When I am running a program with two threads on this machine, which are communicating from time to time, I should see different wall-clock times for my programs, depending on where they are scheduled (on the same processor on different cores, or on different processors). Or at least this is what I suspected.
Trying to confirm or deny this once and for all, I did some experiments using three different programs:
- Watergap – a relatively big (a couple 1000 LOC) program to simulate water households and their changes over time (hybrid version parallelized with OpenMP and MPI).
- Quicksort – the fastest parallel OpenMP-implementation I could come up with
Before I could start my little comparison, there was one problem left to solve, though: I needed a way to bind threads to processors (another option would be to wait until the scheduler decides to schedule my threads the way I like, but I do not like waiting). Luckily for me, there are two options for that on linux now:
- use the NPTL-functionality (pthread_setaffinity_np() and friends)
- use taskset out of the schedutils package
I toyed around with pthread_setaffinity_np() and it works (as can be observed e.g. by using top). But since I had to change my programs for it and they are usually written with OpenMP anyways, I quickly abandoned that idea. The other one is nicer anyways: just by starting your program like this: taskset -c 0,2 programname, it will only run on e.g. processors 0 and 2. Nice and easy, no need to change the program and it works with OpenMP nicely. Problem solved.
OK, back to business. Now that I knew how to schedule my threads in any way I liked, I ran my experiments using the above mentioned programs. The results were surprising (at least for me): I could not measure a noticeable performance difference between using two different cores on the same processor and using two different processors altogether. Since I did not expect this, I was wondering if maybe something with my methodology was wrong, and therefore I tried a third program:
Finally, I was able to reliably measure a small difference for the barrier tests contained therein (1.43 microseconds when on the same processor vs. 1.56 microseconds when on two different processors, which is a difference of less than 10%). 10% might sound like a lot, but I usually do not have a whole lot of barriers in my programs (and if I have, I usually have bigger problems to worry about anyways 😉 ).

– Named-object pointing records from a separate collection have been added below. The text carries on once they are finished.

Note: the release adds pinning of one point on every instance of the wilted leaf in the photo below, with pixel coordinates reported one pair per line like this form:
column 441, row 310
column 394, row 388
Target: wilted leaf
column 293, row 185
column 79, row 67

This brings me to the end of this short experiment. What I have learned is, that the Opteron is indeed a NUMA-system and behaves like one, but I will probably not notice it in my programs. Therefore, I can usually treat the system like an SMP-machine and not worry about e.g. placing some threads closely together, and others further apart (a possible reason to do this would be to increase memory bandwidth, as it doubles when using the second processor – and yes, I confirmed this with a short test as well). If doubts arise again, I can use taskset to check. Your results may of course vary, for example when you have a truly memory-bound application.